Disparu le 22 mars 2026, à 87 ans, le dessinateur belge Hermann Huppen aura abordé une multitude de genres de la bande dessinée. Du western avec les séries "Comanche" et "Duke", à la science-fiction post-apocalyptique avec le personnage de "Jeremiah", en passant par la saga médiévale "Les Tours de Bois-Maury". Pilier du journal "Tintin", des éditions Dupuis et du Lombard durant 60 ans, ce dessinateur à l'allure débonnaire a débuté dans le collectif du scénariste et dessinateur belge Michel Greg. C'est avec ce dernier, en 1969, qu'il commence à illustrer la série western "Comanche". L'histoire d'une jeune rancheuse du Wyoming, au 19e siècle, aidée par son contremaître Red Dust, afin d'affronter les convoitises que suscite sa propriété.
En 1977, Hermann se met au scénario en créant la série "Jeremiah", qui se déroule aux Etats-Unis, vingt ans après une guerre thermo-nucléaire qui a, en grande partie, détruit la Terre. Le héros est un jeune fermier, seul survivant de son village, qui est accompagné d'un mercenaire sans foi, ni loi. L'occasion pour Hermann de dénoncer la violence humaine, tout au long des 42 volumes qu'il dessine et scénarise. Lors d'une interview que j'ai réalisée, en 2019, lors de la publication du 3e tome de sa série western "Duke", le dessinateur avouait : "Il m'est difficile de ne pas introduire de la violence dans mes dessins, car, profondément en moi, il y a une certaine violence. Donc, je ne peux pas bien raconter une histoire sans y mettre cette violence. Et sans cette force, j'ai l'impression que mon dessin est mou." En 2001, "Jeremiah" est adapté aux États-Unis en série télévisée.

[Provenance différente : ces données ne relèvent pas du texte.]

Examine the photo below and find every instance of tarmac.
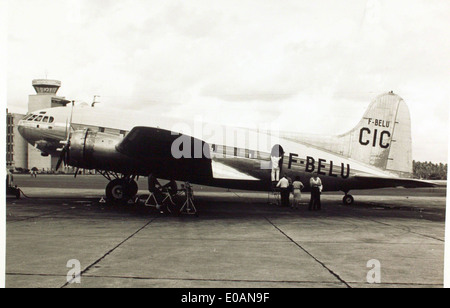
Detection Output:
[6,175,446,288]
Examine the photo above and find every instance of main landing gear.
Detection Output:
[101,172,138,202]
[342,191,355,205]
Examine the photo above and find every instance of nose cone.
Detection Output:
[17,120,36,145]
[17,120,28,140]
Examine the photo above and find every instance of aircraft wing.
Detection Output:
[353,175,438,189]
[116,126,212,178]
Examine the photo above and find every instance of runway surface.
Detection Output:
[6,175,446,288]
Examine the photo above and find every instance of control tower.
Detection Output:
[28,79,70,171]
[28,79,70,112]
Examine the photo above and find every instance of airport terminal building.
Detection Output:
[6,79,70,172]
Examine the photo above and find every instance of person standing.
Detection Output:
[292,176,305,209]
[270,155,281,183]
[148,173,162,209]
[308,174,323,211]
[277,175,290,207]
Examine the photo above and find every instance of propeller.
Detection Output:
[56,101,75,170]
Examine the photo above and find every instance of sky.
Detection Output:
[2,0,450,163]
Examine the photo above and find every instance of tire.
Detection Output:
[342,195,355,205]
[105,179,127,202]
[125,180,138,198]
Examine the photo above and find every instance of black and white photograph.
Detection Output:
[0,0,450,290]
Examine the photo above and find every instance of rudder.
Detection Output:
[338,92,412,177]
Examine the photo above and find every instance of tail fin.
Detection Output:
[338,92,412,177]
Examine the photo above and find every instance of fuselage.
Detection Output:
[19,106,404,191]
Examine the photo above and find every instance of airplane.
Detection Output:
[18,91,435,205]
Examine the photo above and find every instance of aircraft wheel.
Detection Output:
[106,179,127,201]
[342,195,355,205]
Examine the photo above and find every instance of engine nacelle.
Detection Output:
[67,129,135,173]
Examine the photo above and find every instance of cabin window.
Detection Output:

En 1984, Hermann change d'univers en se projetant au Moyen-Âge, avec la fresque historique "Les Tours de Bois-Maury". En 15 tomes, elle évoque la quête d'un chevalier errant dépossédé de ses terres. Pour les trois derniers volumes de la série, son fils Yves H. le rejoint, pour la première fois au scénario. Une collaboration qui s'est poursuivie pour la série western "Duke". "Lorsque je commence à dessiner un album, mon fils en a déjà écrit le scénario, depuis des mois", m'expliquait Hermann, en 2018, lors de la publication du 2e tome de la série. "Ce qui lui permet à loisir d'en reprendre des passages pour les enrichir. Comme moi, au fur et à mesure que j'avance dans le récit, je le modifie et l'améliore. Je lui fais faire de petits détours, pour revenir ensuite dans le droit chemin, afin de donner du suspense au récit. Cela ne serait pas possible si on l'écrivait d'une traite".
Hermann aura publié pas moins de 120 albums en 60 ans. Une boulimie graphique et scénaristique que le dessinateur expliquait ainsi : "Je pense que c’est génétique, car ma mère avait une énergie inépuisable. A tel point que pour sauver ses enfants, elle aurait attaqué une locomotive avec une fourchette. Toute ma vigueur vient d’elle".